Another aircraft appeared out of the smoke-obscured sky, not another helicopter. Resembling a remodeled C-130 transport, the CV-22 Osprey tilt-rotor transport swooped down out of the sky barely a hundred feet above the ground. Suddenly, with a roar of turboprop engines, the engine pods on the wing-tips began to tilt upward until the blades were horizontal. The aircraft then began a soft helicopter-like vertical descent, landing only yards from Patrick.
The rear cargo doors on the Osprey popped out, disgorging a dozen heavily armed security troops in full combat gear and backpacks, along with an M113 armored combat vehicle. The M113 rolled off toward route 95, and the guards began to station themselves a hundred yards apart along the perimeter of the Megafortress’ impact area.
“Patrick … “ He turned at the sound of his name.

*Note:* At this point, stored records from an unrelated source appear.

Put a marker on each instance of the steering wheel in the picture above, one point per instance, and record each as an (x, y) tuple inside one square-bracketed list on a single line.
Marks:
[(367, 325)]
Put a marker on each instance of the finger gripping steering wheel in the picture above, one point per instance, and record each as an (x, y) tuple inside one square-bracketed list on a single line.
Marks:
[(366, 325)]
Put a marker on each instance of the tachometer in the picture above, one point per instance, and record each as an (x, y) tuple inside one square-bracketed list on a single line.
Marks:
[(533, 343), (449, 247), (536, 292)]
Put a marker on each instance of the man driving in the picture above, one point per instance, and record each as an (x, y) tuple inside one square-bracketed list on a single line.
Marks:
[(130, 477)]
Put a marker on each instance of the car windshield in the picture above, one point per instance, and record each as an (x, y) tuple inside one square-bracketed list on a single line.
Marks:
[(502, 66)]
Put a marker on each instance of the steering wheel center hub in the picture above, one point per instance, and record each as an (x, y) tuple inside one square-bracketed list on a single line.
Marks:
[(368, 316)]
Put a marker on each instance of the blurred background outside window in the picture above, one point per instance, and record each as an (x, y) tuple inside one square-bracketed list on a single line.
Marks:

Hal Briggs was standing over him, Uzi submachine gun in hand. He was wearing a Kevlar helmet with a one-piece communications headset in place. Now he dropped down beside Patrick and moved his face closer to his so they could talk over the roar of the Osprey’s rotor-props. “You okay?”
“Wendy …”
“I heard, I’m glad she made it out,” Briggs shouted. “They’re taking her downtown to the burn unit … she’ll be okay, they think.”
“Unbelievable … it was James,” Patrick muttered. “Stole DreamStar, shot down Old Dog …”
“We gotta get you out of here. I’m securing the crash site. The general is assembling an investigation unit. He wants you to help him set it up.”
“Investigation unit? What about DreamStar? James is getting away with DreamStar—”
“He’s heading south, right into the F-15 interceptor unit out of Tucson. They’ve got a squadron ready to shoot his ass down. Now let’s get going.”